Real Simple has a good, practical article on how to say “no.” Not that I intend to follow any of the advice. But Duke Robinson, author of “Too Nice for Your Own Good” lays out a few awkward situations, and how you can break free of getting stuck doing something, or paying for something you don’t want to. The one on saying “no” for the sake of your wallet was good for me, since recently I’ve been in that uncomfortable position where I have to tell friends that I can’t afford to eat at the elegant bayside restaurant. The cheap diner will do just fine, thanks. Here is Robinson’s advice for that situation.
Request: A friend in need asks for a Trump-worthy loan.
What You Should Say: “I wish I could, but as a rule, I don’t lend money to friends.”
Why It Works: It’s clear that you are not singling out this person as untrustworthy.
Why You Shouldn’t Feel Guilty: Lending any amount of money can cause problems, says Don Gabor, a communications trainer and the author of “Words That Win”: “It can change the nature of your relationship if the person doesn’t pay you back.”
How to Avoid the Situation in the Future: Never lend money to friends and you won’t get a reputation as a walking, breathing ATM.
Another tricky money situation …
Request: A coworker wants you to chip in $25 for a gift for a colleague you wouldn’t recognize at the watercooler.
What You Should Say: “Oh, I’ve never really had a conversation with Sam. I think I’ll just wish him a happy birthday in person.”

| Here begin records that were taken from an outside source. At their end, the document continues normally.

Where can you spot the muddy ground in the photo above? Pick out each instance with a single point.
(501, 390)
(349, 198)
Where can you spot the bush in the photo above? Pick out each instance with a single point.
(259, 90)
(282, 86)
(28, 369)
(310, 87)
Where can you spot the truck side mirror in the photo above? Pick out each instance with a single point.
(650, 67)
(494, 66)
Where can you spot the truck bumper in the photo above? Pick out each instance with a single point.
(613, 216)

Why It Works: Chances are, the person taking donations has no idea how close you are (or are not) with the intended recipient. By clarifying the nature of your relationship — and emphasizing your intention to get to know the person better — you come across as thoughtful rather than cheap.

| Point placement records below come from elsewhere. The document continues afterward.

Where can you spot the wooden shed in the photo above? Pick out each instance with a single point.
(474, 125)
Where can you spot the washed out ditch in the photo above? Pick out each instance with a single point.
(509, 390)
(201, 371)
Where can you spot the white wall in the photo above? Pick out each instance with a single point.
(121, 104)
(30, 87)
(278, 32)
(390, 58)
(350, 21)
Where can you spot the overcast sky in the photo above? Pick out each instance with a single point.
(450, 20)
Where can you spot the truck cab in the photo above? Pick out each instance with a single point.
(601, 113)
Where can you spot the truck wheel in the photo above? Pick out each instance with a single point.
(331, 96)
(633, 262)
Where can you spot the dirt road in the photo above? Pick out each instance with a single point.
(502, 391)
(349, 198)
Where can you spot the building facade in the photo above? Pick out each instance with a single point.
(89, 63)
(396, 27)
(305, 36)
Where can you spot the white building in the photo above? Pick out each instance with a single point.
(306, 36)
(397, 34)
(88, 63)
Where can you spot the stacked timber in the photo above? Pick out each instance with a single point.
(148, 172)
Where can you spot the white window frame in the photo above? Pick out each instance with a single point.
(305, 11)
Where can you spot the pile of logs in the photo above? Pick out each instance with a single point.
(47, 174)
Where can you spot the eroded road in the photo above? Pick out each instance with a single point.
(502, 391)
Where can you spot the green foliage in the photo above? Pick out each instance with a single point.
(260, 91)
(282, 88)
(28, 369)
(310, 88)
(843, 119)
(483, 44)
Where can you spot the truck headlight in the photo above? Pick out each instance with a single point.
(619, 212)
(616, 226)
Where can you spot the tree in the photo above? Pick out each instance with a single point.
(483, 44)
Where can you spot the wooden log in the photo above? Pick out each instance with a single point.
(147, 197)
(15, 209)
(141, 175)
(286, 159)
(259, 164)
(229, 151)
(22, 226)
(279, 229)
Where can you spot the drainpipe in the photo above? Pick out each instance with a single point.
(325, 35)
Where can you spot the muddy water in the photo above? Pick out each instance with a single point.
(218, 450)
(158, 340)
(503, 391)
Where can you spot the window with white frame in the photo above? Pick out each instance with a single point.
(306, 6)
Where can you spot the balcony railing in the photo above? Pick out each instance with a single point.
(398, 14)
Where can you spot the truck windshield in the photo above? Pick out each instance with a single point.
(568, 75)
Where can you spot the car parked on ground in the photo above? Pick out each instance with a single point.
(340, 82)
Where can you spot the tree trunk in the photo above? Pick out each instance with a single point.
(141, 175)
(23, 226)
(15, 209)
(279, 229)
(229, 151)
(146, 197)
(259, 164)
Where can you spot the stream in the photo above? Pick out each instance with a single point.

Why You Shouldn’t Feel Guilty: “A gift isn’t a gift if it’s an obligation,” say etiquette writers Kim Izzo and Ceri Marsh, authors of “The Fabulous Girl’s Guide to Grace Under Pressure.”
How to Avoid the Situation in the Future: If workplace gift giving is getting out of hand, take the lead in restoring sanity by circulating a card before someone can break out the gift-donation plate. Make sure others know you don’t expect anything on your birthday.